Europaweites Netzwerk entwickelt die Lehre weiter

Die Hochschule München leitet derzeit die Entwicklung und Umsetzung bei Conneeect, dem internationalen Netzwerk von Hochschulen zur Etablierung und Verbesserung der Entrepreneurship-Lehre. Das europaweite Trainingsprogramm für Dozenten wird unterstützt und finanziert durch die Europäische Union. Die Teilnehmer sollen vom Zugang zur Europäischen Gründerszene, vom Ideenaustausch und ihrem so entwickelten Netzwerk profitieren. Coneeect bietet dafür fünf internationale einwöchige Intensivtrainings für je 50 Teilnehmer in München, Aberdeen, Sofia, Tel Aviv und Lissabon.

Businessplan vs. Mind Set

„In Bayern haben sich die Maßnahmen dahingehend entwickelt, nicht nur den Leuchtturm München zu fördern, sondern Initiativen an allen Hochschulen anzuregen und Gründungszentren aufzubauen“,

sagt Sailer.

„Die Hochschulen bewegen sich auch weg von der reinen Wissenschafts- und Forschungsfabrik, sie werden Teil der gesamten Gesellschaft.“

Das Thema Entrepreneurship helfe dabei, die Brücke zwischen Wissenschaft, Industrie und Gesellschaft zu bauen. Die deutschen Hochschulen verfolgen dabei unterschiedliche Strategien. „In Deutschland liegt der Fokus noch immer stark auf der Gründung, im Sinne von ‚Wie schreibe ich einen Businessplan?‘. International geht der Trend in Richtung Persönlichkeitsbildung“, so Sailer.

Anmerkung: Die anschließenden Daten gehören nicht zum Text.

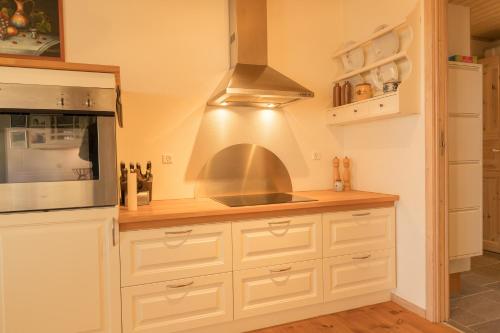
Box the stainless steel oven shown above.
[0,84,118,212]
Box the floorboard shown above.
[248,302,459,333]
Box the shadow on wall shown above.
[186,107,309,189]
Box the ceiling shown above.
[449,0,500,40]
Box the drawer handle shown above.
[352,212,371,217]
[269,266,292,273]
[269,221,290,227]
[352,254,372,260]
[165,229,193,235]
[167,281,194,289]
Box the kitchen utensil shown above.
[384,81,401,94]
[380,62,399,83]
[342,81,352,105]
[354,83,373,102]
[342,44,365,72]
[342,156,352,191]
[333,82,342,107]
[371,24,399,60]
[335,180,344,192]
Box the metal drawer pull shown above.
[165,229,193,235]
[269,266,292,273]
[167,281,194,289]
[352,212,371,217]
[269,221,290,227]
[352,254,372,260]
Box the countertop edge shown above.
[119,191,399,231]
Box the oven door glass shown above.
[0,114,100,184]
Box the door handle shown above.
[167,281,194,289]
[269,266,292,273]
[268,221,290,227]
[352,212,371,217]
[352,254,372,260]
[165,229,193,236]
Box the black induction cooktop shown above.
[211,193,317,207]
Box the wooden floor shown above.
[253,302,459,333]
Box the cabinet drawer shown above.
[323,207,396,257]
[122,273,233,333]
[233,214,321,270]
[323,249,396,302]
[120,223,232,286]
[234,260,323,319]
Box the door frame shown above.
[424,0,449,322]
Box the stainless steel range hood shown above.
[208,0,314,108]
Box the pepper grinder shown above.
[343,156,352,191]
[333,82,342,107]
[333,156,344,192]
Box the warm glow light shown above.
[260,109,275,123]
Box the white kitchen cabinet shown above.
[0,208,121,333]
[234,260,323,319]
[323,249,396,302]
[120,223,232,286]
[323,207,396,257]
[233,214,322,270]
[122,273,233,333]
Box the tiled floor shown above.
[449,252,500,333]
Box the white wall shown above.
[342,0,426,308]
[64,0,342,199]
[448,4,471,55]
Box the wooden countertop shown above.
[119,191,399,231]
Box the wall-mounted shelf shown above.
[333,20,408,58]
[335,51,407,82]
[326,92,399,125]
[326,6,421,126]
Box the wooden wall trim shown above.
[424,0,449,322]
[391,293,426,319]
[0,57,120,85]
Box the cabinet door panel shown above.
[120,223,232,286]
[448,116,483,161]
[0,220,120,333]
[323,207,396,257]
[448,64,483,115]
[233,214,322,270]
[234,260,323,319]
[448,162,483,210]
[122,273,233,333]
[448,209,483,259]
[323,249,396,302]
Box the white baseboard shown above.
[391,293,425,319]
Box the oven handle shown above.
[116,86,123,128]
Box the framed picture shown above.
[0,0,64,61]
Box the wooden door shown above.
[480,56,500,140]
[0,213,121,333]
[480,56,500,253]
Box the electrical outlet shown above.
[161,154,174,164]
[312,152,321,161]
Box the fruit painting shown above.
[0,0,64,60]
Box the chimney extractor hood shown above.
[208,0,314,108]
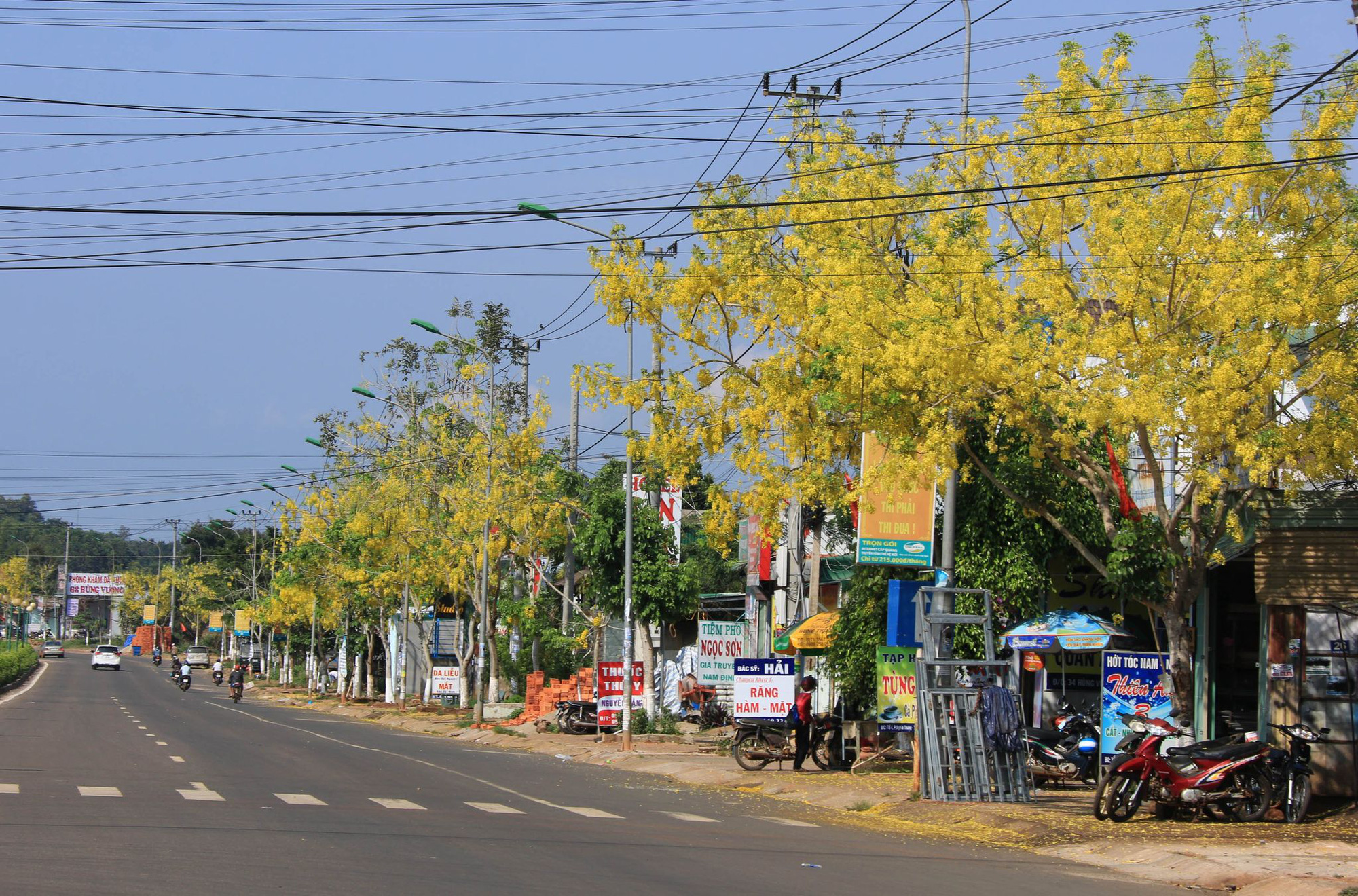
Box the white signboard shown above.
[631,475,683,558]
[429,665,462,696]
[67,573,126,597]
[732,657,797,720]
[698,619,746,686]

Am Strascheg Center for Entrepreneurship wird die Ausbildung zunehmend interaktiv. Anstatt theoretische Inhalte zu lernen, erlangen Studierende Kompetenz anhand von realen Projekten und durch aktive Erfahrung. Businessplan-Skills stehen erst dann auf dem Plan, wenn sie wirklich benötigt werden.

Fazit

Beispielhaft ist das Proto-Förderprogramm, das mögliche Gründer schon sehr früh unterstützt. Die Teams erhalten kostenlos Räumlichkeiten, Infrastruktur und ein kleines Sachmittelbudget, um einen Prototypen zu entwickeln.

Prof. Dr. Herbert Gillig
Prof. Dr. Herbert Gillig, SCE (© SCE)

„Während viele Investoren und Förderprogramme später und mit viel größeren Summen ansetzen, geben wir einen kleinen Vertrauensvorschuss“

so Prof. Dr. Herbert Gillig, Leiter der Gründungsförderung am SCE,

„und wir haben festgestellt, dass man damit sehr viel bewegen kann.“

Sailer sieht die Hochschulen in der Verantwortung, die Studierenden auf die Zukunft in einem dynamischen Markt vorzubereiten. So müsse man etwa mit Unsicherheit umgehen, neue Konzepte umsetzen, mit anderen Disziplinen zusammenarbeiten und Leadership-Qualitäten mitbringen. „Die Entrepreneurship-Ausbildung ist eine große Chance, denn sie ist derzeit die einzige, die interdisziplinär diese Skills fördert“, so Sailer. „Es geht weniger darum, formales Gründungs-Know-how zu vermitteln, als vielmehr das unternehmerische Mindset auszubilden“.